Mohamed M. Ibrahim, MD, Elizabeth McKinnon, MD, James Parra, MA, Mahmoud M. Mohammed, B.Eng, Mary Sunday, MD, PhD, Howard Levinson, MD.
Duke University Medical Center, Durham, NC, USA.

PURPOSE:
Scleroderma(SSc),chronic collagen-vascular-disease, affects>100,000 Americans-yearly. Early, patients develop contractures and intradermal-fibrosis, death occurs from multiple-organ involvement. No treatment for SSc. Recently, mouse-model of SSc was reported. Two-laboratories showed that reactive-oxygen-species(ROS) cause this dermal-fibrosis. We observed that GRP mediates pulmonary-fibrotic-responses to other ROS sources: hyperoxia or radiation. We hypothesize that ROS mediate dermal-fibrosis via GRP release from cutaneous-nerves during ischemia-reperfusion injury; seen in SSc. GRP-positive sensory nerves do mediate neurogenic inflammation.
METHODS:
10-week-old C3H/HeJ female-mice were injected intradermally on the back with Bleomycin(100-µg/day) for 3-weeks. Immediately after Bleomycin, some mice were given potent antioxidant N-acetylcysteine(NAC) IP. Other Bleomycin-injected mice were given GRP blockade IP with mAb 2A11 twice weekly.

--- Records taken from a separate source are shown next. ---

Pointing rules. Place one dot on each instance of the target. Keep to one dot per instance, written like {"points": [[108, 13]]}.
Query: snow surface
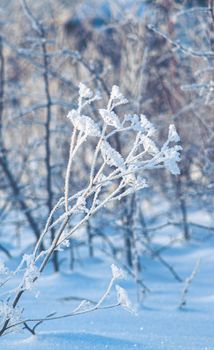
{"points": [[159, 324]]}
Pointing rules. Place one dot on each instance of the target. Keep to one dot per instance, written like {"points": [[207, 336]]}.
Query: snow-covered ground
{"points": [[159, 323]]}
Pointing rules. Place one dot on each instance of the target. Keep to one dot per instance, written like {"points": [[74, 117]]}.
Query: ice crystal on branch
{"points": [[123, 299]]}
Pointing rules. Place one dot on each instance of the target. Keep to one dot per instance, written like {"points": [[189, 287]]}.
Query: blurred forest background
{"points": [[161, 54]]}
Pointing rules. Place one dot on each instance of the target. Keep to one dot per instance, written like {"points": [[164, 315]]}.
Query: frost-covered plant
{"points": [[112, 176]]}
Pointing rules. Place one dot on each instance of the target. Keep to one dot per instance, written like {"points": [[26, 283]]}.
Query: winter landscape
{"points": [[107, 174]]}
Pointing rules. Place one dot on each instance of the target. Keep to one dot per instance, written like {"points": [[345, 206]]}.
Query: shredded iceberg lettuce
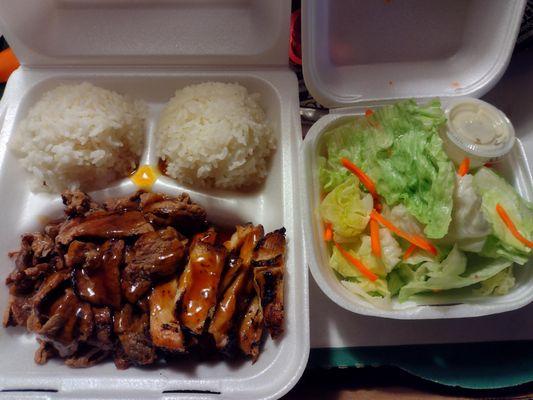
{"points": [[455, 271], [400, 149], [469, 227], [495, 190], [347, 209]]}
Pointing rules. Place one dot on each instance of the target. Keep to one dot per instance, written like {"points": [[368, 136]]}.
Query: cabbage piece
{"points": [[499, 284], [399, 277], [495, 190], [495, 248], [452, 273], [401, 217], [400, 149], [349, 272], [347, 208], [356, 140], [469, 227], [391, 252], [382, 302]]}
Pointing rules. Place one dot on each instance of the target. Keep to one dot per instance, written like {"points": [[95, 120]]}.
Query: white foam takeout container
{"points": [[147, 50], [359, 54]]}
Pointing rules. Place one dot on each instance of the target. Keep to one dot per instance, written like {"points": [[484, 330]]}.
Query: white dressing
{"points": [[477, 130]]}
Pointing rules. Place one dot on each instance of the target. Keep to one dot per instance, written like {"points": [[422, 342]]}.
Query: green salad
{"points": [[402, 220]]}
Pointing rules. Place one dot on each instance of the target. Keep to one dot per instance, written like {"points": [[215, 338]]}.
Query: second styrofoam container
{"points": [[359, 54], [514, 168]]}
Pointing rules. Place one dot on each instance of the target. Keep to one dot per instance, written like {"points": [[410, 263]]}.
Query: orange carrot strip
{"points": [[511, 226], [464, 167], [364, 178], [355, 262], [409, 252], [328, 233], [8, 63], [414, 239], [374, 238]]}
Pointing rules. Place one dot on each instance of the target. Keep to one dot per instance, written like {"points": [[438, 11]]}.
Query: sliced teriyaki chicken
{"points": [[241, 246], [268, 266], [133, 332], [251, 329], [100, 284], [165, 329], [236, 278], [180, 212], [105, 225], [200, 284], [154, 255]]}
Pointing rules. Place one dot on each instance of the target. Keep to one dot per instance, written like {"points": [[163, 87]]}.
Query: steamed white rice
{"points": [[215, 135], [80, 136]]}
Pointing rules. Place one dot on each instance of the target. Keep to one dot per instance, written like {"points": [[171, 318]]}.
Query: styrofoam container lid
{"points": [[363, 50], [147, 32]]}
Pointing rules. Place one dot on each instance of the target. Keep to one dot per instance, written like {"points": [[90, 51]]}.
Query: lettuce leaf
{"points": [[499, 284], [469, 227], [495, 248], [347, 208], [495, 190], [400, 149], [452, 273], [362, 251]]}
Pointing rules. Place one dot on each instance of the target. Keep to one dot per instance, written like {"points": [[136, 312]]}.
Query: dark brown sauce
{"points": [[201, 295]]}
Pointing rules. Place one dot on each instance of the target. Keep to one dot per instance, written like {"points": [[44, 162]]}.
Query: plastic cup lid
{"points": [[479, 128]]}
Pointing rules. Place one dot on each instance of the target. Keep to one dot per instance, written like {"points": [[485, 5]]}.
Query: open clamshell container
{"points": [[147, 50], [359, 54]]}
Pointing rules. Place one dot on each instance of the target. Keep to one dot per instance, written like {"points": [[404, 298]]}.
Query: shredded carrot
{"points": [[409, 252], [413, 239], [464, 167], [374, 238], [328, 233], [364, 178], [355, 262], [511, 226]]}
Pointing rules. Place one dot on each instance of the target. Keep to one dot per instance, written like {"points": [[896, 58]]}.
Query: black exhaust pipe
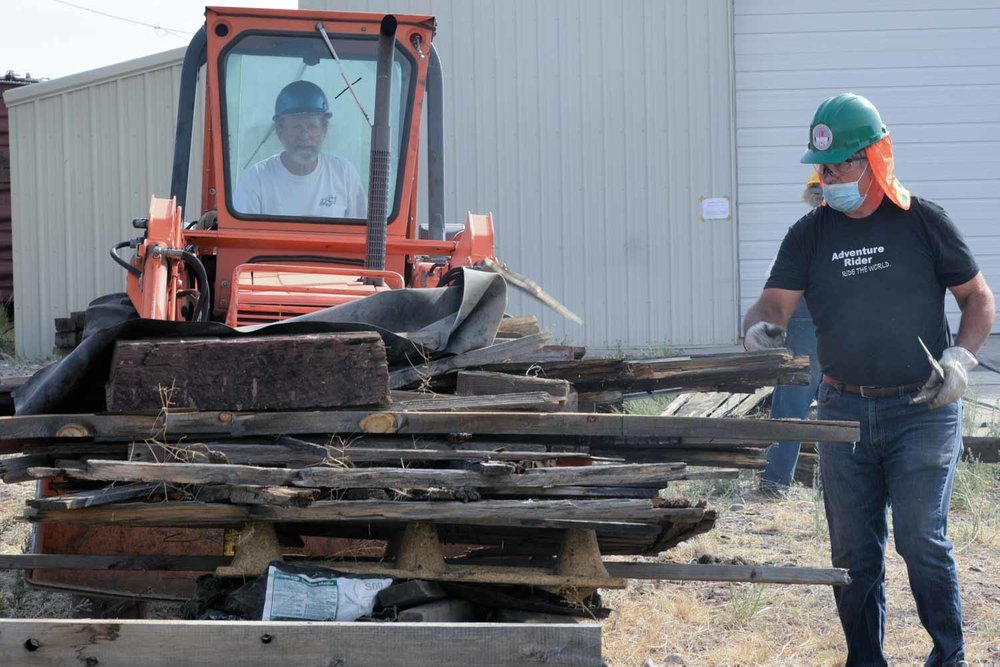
{"points": [[378, 178]]}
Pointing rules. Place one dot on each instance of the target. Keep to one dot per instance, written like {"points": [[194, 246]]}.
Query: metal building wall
{"points": [[931, 68], [591, 129], [87, 152]]}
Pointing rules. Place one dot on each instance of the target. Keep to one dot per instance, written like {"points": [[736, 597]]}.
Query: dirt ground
{"points": [[701, 623]]}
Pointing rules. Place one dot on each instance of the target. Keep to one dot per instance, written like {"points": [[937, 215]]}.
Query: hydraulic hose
{"points": [[202, 306], [118, 258]]}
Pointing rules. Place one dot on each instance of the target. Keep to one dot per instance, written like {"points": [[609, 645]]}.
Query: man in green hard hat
{"points": [[873, 264]]}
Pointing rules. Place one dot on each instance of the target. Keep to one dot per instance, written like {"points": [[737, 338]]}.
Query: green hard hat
{"points": [[843, 125]]}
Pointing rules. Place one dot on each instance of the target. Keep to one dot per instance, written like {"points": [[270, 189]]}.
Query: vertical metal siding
{"points": [[590, 129], [933, 70], [88, 152]]}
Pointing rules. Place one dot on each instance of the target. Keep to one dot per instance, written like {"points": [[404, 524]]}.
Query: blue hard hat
{"points": [[301, 97]]}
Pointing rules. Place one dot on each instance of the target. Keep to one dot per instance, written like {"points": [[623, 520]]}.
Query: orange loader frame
{"points": [[202, 271]]}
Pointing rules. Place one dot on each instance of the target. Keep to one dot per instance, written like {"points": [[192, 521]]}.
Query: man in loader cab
{"points": [[302, 181], [874, 264]]}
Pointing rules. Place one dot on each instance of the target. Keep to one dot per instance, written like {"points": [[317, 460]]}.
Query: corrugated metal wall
{"points": [[7, 82], [591, 129], [932, 69], [88, 151]]}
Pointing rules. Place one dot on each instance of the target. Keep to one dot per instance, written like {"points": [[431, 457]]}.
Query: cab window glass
{"points": [[297, 143]]}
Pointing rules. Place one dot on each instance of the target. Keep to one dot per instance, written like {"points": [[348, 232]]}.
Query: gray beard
{"points": [[303, 157]]}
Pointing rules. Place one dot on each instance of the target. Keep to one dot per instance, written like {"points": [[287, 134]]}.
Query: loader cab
{"points": [[284, 95], [250, 55]]}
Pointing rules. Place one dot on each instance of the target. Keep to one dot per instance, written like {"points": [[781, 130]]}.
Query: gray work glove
{"points": [[764, 336], [956, 362]]}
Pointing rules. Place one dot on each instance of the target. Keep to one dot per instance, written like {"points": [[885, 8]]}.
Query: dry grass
{"points": [[703, 623]]}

After 3 weeks, skin specimens were processed for routine histopathology, including Masson’s trichrome staining. Dermal-thickness was quantified by an observer(E.M.) with no knowledge of mouse identities, comparing manual ruler measurements to ImageJ.
RESULTS:
Bleomycin mouse model was validated by using dermal-thickness as a measure of fibrosis, as widely described. Bleomycin alone resulted in 39% increase in dermal-thickness, which was completely inhibited by NAC. In one experiment, mice given Bleomycin+2A11 for GRP blockade had ~50% reduction in dermal thickness with minimal collagen deposition compared to Bleomycin alone.
CONCLUSION:
Our study confirms ROS trigger Bleomycin-induced dermal-fibrosis. This ROS effect appears to be mediated by GRP. Ongoing studies evaluate vasculature, nerves, macrophages, markers of ROS and hypoxia, GRP-related genes. This could clarify how dermal-fibrosis could result from other ROS sources including radiation, burns, or graft-versus-host-disease. New concepts of SSc pathogenesis could lead to novel-therapeutic approaches.